The former director of Mexico's National Security and Investigation Center (CISEN), Guillermo Valdés, told Spanish newspaper El Pais, in an interview published on Wednesday, that Joaquín "El Chapo" Guzmán was a "business genius." Valdés, who helped direct law-enforcement strategies against drug cartels from 2007 to 2011 as part of the administration of former Mexican president Felipe Calderón, has in a recently published book described the Sinaloa Cartel drug lord and current fugitive as the head of a business operation of a complexity comparable to that of Amazon or UPS.

"He's a very intelligent person, with a great talent for listening," he told El Pais. "A great talent for seducing people, and besides that, he has a great imagination and entrepreneurial creativity. He's a business genius." The ex-director also commented on the security strategies adopted by Calderón during his presidency, a six-year stretch in which an estimated 70,000 people died in drug-related violence. The violence has been attributed in part to the administration's focus on aggressively going after drug kingpins, whose arrests often triggered intra-cartel wars for control over gangs.

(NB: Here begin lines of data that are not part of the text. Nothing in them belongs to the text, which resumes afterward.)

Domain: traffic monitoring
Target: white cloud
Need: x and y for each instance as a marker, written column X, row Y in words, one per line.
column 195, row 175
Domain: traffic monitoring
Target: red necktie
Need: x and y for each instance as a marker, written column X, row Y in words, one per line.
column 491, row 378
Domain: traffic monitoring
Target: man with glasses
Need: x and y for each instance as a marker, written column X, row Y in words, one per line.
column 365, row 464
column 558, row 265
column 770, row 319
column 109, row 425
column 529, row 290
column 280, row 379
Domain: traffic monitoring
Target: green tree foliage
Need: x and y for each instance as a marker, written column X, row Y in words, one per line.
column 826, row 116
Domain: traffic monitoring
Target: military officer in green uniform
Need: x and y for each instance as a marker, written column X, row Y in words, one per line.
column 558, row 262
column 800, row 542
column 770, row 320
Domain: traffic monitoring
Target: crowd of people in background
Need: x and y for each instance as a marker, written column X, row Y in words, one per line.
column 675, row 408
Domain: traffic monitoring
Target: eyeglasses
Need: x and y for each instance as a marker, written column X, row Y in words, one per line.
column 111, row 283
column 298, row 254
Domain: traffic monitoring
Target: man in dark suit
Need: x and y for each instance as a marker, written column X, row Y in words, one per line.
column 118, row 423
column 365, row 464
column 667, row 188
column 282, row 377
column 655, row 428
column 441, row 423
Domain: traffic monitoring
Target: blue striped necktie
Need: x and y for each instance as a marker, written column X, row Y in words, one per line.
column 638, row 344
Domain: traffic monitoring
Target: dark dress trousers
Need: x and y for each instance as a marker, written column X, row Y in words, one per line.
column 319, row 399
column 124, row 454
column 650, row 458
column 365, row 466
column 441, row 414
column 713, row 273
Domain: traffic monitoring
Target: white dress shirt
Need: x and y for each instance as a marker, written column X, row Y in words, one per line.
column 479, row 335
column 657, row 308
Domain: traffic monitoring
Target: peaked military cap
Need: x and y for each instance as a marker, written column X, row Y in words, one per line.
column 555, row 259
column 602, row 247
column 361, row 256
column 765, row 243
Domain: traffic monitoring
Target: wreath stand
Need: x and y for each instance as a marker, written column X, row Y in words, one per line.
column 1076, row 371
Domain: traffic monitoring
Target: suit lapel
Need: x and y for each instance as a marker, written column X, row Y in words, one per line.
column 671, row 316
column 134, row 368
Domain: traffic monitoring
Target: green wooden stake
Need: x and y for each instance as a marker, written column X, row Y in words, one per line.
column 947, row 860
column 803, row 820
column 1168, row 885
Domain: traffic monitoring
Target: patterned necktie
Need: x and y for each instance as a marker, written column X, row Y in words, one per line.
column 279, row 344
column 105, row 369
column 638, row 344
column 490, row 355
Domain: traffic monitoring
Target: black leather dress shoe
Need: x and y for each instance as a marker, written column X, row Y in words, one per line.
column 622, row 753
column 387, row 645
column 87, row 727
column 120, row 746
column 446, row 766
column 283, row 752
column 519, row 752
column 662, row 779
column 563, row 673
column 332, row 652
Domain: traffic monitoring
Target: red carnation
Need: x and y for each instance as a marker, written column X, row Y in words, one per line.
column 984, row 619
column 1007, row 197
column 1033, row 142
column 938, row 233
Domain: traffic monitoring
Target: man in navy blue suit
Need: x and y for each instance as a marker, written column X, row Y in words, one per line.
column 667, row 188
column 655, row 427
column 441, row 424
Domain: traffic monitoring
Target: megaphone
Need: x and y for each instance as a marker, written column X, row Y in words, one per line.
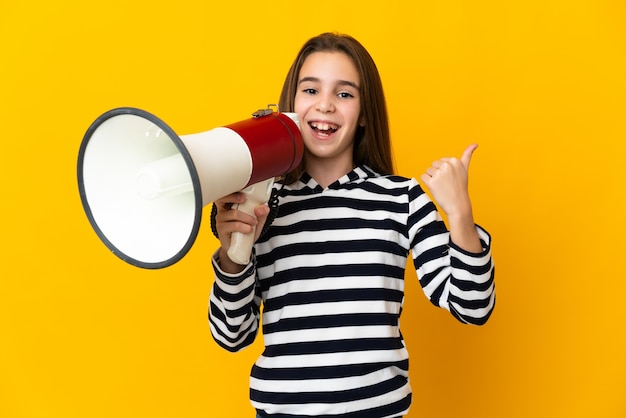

When Calderón got into office in 2006, said Valdés, the administration had been forced to confront "a very deep criminal density," adding, "Organized crime was tremendously powerful. The State historically didn't make it a priority and the cartels had been expanding and getting stronger for decades." The recent author of "The History of Drug Trafficking in Mexico," a book which details the origins of the Mexican drug trade, also indicated that evaluations of Calderón's drug strategy - which were largely understood to have been rejected by the public in the 2012 presidential elections -- were premature. "In Mexico, the violence grew exponentially between 2008 and 2011. There it reaches its peak and a process of decline begins. If that decline continues, it could be said that the strategy might have been effective."